Method of Assessment (and how the chosen method of assessment is related to learning outcomes) Students will be assessed on the basis of unseen timed examinations, a research project, and contributions to class discussions (participation). The unseen timed examinations provide students with the opportunity to demonstrate their ability to retain and call upon specific knowledge in response to targeted questions, under the time strictures that replicate life in the professional world. Examinations test the student’s ability to reflect upon issues quickly, and to use reasoned judgement in response to questions. The research project provides students with an opportunity to focus in depth on a research question and undertake a structured investigation, analysis and reasoned argumentation. This enables students to demonstrate acquired knowledge and understanding of the key concepts, display an ability to find organise and use information, and interpret this material in a creative fashion. Students will have the opportunity to bring to bear competing explanations and positions to a coherent argument that demonstrates their ability to reflect critically on their own work. Contributions to class discussions (participation) provides students with an opportunity to demonstrate their preparation for class, through presentations designed to lead discussion and to engage debates and other issues in a scholarly manner.
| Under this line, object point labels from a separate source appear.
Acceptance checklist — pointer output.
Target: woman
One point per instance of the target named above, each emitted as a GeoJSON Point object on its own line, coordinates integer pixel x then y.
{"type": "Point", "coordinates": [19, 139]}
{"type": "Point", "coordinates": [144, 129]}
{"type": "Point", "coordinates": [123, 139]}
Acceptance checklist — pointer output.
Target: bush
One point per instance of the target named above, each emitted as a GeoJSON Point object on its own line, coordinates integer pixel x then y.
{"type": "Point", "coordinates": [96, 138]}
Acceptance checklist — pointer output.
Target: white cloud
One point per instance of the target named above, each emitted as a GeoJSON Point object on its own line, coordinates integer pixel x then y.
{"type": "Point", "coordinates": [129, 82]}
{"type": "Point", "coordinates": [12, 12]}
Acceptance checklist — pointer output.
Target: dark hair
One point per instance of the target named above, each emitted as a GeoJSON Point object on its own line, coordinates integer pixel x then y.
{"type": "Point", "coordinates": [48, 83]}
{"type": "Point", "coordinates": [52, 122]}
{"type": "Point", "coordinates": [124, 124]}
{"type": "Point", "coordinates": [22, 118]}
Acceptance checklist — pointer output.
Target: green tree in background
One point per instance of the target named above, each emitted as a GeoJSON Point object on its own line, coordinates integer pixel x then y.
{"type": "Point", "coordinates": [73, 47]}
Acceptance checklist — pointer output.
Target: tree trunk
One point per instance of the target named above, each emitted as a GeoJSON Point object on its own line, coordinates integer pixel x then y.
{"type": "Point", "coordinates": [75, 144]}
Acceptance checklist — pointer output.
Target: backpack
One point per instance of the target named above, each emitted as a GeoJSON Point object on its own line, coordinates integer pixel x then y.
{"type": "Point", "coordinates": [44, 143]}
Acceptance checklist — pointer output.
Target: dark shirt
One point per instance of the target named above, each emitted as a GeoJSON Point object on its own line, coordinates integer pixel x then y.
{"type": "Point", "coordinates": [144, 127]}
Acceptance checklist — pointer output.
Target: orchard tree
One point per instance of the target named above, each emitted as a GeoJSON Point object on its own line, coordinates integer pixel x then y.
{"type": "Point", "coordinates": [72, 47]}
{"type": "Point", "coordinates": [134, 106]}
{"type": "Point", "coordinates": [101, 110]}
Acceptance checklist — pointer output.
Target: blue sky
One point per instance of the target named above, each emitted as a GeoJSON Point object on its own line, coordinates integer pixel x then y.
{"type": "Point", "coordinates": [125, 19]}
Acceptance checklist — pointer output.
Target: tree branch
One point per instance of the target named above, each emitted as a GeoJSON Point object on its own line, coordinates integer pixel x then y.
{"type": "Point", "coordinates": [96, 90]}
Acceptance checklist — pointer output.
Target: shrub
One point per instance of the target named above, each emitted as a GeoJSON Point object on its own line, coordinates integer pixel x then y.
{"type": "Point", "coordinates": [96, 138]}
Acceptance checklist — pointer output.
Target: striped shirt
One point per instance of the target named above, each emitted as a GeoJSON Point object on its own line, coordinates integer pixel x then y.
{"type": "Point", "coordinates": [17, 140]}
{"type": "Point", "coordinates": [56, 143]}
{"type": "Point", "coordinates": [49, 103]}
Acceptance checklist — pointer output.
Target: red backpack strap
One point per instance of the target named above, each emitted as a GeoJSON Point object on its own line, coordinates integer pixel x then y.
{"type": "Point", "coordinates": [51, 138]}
Assessment Assessed element

Percentage value

Learning Outcomes Assessed

Mid-Term

40%

This objective test assesses the identification and understanding of key concepts, ideas, and debates examined in the lectures and seminars.

Final Project

60%

Each student will work independently on a project that addresses a specific question in international or international comparative real estate. Essay topics must be approved by the Course Convenor in advance.

Participation

10%

In class discussions, students have the opportunity to demonstrate an ability to evaluate critically the theoretical, methodological, and empirical problems central to the course.